The dollar sank on Tuesday to its lowest in more than three months, weighed down on the first trading day of 2018 by market expectations of a slower pace of interest rate increases by the Federal Reserve amid a tepid U.S. inflation picture.
The dollar's decline continued the momentum of 2017, the greenback's weakest annual performance in 14 years.
"Investors remain skeptical about the Fed's outlook for three additional interest rate increases this year, especially given the extremely benign inflation backdrop in the U.S.," said Ömer Esiner, chief market analyst, at Commonwealth Foreign Exchange in Washington.

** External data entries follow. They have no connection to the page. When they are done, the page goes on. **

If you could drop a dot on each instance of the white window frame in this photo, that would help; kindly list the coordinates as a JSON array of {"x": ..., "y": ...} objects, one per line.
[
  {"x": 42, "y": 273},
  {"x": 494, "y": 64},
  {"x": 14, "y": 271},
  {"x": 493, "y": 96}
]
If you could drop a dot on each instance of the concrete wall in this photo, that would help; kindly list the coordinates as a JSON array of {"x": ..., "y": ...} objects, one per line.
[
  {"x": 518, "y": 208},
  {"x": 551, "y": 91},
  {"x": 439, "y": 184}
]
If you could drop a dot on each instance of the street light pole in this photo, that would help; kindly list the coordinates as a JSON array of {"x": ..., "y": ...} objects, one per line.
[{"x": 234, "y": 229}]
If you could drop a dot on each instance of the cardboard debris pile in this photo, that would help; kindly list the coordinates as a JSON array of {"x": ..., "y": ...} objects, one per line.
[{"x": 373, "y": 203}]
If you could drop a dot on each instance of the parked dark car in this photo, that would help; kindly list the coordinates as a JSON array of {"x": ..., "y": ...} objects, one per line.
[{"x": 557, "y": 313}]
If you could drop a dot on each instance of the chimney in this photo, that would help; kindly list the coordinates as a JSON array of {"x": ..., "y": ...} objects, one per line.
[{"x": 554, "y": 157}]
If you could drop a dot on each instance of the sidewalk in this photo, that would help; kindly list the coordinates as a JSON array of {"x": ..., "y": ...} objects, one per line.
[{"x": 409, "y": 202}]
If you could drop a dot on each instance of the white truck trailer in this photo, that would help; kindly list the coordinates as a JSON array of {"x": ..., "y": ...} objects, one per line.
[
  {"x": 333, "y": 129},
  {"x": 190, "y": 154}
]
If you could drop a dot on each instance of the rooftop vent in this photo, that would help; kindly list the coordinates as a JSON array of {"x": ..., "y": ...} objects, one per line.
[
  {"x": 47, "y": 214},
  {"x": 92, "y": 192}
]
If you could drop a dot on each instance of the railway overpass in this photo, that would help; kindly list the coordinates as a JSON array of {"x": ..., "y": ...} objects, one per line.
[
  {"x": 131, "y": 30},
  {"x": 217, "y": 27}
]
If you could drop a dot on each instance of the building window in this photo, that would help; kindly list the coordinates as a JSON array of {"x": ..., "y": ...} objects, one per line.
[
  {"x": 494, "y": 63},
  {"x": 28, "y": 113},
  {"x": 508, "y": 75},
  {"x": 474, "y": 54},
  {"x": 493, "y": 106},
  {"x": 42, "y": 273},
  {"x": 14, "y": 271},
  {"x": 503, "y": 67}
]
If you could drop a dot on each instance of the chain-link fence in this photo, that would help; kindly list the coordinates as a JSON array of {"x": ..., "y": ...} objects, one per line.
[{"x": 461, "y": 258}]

The dollar's upside was also capped as many of the world's major central banks such as the Bank of England and European Central Bank are moving toward normalizing their own monetary policies. Trading volumes were thin.

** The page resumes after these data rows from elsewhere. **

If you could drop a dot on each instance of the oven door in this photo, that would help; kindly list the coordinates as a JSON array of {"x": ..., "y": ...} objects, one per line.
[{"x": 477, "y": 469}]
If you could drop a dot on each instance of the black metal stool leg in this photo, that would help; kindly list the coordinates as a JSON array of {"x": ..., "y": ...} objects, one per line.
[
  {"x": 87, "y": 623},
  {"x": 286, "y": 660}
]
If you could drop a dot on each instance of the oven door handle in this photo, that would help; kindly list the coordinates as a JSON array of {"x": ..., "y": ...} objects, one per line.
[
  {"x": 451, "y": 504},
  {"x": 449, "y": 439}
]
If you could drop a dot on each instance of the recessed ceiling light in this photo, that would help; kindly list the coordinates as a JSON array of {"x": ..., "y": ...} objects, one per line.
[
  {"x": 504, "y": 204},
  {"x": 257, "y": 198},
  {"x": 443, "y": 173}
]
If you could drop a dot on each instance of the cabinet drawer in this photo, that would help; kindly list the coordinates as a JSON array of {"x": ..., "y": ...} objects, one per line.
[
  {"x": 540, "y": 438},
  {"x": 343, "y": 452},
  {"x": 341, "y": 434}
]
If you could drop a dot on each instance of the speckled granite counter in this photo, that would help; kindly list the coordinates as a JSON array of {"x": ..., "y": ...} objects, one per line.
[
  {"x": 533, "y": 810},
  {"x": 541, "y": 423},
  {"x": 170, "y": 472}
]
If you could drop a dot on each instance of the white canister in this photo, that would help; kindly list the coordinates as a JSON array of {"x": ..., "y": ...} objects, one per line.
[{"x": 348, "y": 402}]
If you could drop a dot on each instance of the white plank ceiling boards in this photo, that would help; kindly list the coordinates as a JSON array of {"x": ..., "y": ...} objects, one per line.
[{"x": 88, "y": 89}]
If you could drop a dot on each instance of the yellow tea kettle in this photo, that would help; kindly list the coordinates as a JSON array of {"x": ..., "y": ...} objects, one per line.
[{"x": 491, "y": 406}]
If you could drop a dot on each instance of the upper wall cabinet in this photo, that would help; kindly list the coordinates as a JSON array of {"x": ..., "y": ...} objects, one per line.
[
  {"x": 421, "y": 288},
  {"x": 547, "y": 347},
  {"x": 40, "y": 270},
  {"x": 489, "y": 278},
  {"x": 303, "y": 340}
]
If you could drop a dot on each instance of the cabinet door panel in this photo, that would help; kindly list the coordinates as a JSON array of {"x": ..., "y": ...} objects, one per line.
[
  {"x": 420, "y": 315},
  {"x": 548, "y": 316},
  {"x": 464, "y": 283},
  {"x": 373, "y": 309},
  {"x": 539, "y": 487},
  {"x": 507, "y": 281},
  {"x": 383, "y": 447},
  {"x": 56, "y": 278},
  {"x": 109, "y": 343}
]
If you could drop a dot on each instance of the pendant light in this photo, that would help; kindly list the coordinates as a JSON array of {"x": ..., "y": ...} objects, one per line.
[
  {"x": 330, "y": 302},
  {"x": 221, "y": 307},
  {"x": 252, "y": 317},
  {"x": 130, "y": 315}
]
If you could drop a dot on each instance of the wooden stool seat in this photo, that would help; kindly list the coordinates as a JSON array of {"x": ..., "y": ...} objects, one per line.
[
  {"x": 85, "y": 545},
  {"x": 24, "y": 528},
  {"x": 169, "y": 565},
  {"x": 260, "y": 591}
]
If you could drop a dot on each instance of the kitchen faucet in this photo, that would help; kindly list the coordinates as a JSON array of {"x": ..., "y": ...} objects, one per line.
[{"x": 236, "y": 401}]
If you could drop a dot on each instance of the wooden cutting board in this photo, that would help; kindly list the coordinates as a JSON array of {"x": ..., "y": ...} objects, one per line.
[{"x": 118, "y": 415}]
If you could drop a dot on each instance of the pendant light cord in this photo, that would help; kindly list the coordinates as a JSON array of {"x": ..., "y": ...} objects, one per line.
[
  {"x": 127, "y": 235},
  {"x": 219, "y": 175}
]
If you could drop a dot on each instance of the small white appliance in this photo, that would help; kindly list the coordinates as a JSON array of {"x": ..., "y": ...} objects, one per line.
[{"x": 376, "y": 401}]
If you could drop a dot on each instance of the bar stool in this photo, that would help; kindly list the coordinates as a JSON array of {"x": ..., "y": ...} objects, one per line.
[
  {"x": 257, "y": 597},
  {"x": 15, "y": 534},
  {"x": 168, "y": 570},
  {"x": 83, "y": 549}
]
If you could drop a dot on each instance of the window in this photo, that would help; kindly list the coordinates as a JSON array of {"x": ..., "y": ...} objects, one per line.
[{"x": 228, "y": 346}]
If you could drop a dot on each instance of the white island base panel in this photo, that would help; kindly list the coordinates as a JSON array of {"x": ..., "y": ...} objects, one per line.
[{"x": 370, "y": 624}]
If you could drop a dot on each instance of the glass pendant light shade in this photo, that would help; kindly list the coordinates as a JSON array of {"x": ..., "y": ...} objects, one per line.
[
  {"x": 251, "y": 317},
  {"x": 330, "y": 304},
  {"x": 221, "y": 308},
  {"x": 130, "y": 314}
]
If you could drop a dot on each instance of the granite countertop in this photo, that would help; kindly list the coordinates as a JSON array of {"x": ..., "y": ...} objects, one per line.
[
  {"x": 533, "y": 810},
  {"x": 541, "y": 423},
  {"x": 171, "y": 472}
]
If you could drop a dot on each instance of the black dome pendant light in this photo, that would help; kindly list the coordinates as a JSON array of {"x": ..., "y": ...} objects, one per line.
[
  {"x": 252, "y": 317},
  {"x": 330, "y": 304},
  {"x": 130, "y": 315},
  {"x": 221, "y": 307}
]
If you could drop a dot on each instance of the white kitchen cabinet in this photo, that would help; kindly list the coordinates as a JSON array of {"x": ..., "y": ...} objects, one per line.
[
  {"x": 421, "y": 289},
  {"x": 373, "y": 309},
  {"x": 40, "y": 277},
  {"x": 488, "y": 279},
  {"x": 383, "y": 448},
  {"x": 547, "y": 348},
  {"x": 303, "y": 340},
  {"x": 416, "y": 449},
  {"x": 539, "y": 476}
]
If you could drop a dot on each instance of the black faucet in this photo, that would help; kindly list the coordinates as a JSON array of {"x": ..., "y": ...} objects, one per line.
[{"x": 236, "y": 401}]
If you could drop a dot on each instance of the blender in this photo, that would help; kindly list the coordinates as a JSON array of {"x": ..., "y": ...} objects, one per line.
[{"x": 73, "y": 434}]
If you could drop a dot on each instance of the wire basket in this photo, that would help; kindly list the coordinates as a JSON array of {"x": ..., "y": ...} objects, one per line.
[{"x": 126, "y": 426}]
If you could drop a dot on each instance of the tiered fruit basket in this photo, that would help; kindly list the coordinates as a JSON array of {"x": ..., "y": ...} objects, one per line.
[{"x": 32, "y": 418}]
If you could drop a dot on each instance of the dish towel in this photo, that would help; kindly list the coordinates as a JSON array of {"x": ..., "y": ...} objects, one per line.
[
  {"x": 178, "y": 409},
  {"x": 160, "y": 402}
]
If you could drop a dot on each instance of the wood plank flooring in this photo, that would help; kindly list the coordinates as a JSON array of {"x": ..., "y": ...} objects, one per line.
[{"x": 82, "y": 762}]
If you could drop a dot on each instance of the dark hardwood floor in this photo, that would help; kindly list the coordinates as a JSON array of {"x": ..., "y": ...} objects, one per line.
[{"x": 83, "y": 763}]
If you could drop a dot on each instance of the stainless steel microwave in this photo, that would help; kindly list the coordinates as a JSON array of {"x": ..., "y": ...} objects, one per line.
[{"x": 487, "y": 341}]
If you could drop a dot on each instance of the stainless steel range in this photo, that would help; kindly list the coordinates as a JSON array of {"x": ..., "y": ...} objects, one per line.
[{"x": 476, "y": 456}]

Some strategists said traders were wary of taking big positions ahead of Wednesday's scheduled introduction of the wide-ranging EU financial markets directive known as MiFID II, aimed at making European markets more transparent and providing better value for investors.
The dollar index hit a 3-1/2-month trough of 91.751 and was last down 0.1 percent at 91.996. For 2017, the dollar index slid more than 9.8 percent, its weakest year since 2003.
The euro has been on a tear especially since the second half of last year, on optimism over a brightening economic picture in the euro zone.
In 2017, the single currency posted its strongest year against the dollar since 2003 as European economies strengthened and expectations grew that the ECB will wind down monetary stimulus.
The euro added more gains to start the new year, climbing to a nearly four-month high of $1.2082. It was last up 0.2 percent at $1.2033. Euro zone manufacturers ended 2017 by ramping up activity at the fastest pace in more than two decades, a survey showed on Tuesday, and rising demand suggests they will start the new year on a high.
The European Central Bank's Benoit Coeure said on the weekend he saw a "reasonable chance" the bank's bond purchases would not be extended beyond September.
"It's a combination of dollar weakness and euro strength. The euro strength is underpinned by some hawkish comments from the ECB's Coeure," said Commerzbank currency strategist Thu Lan Nguyen in Frankfurt.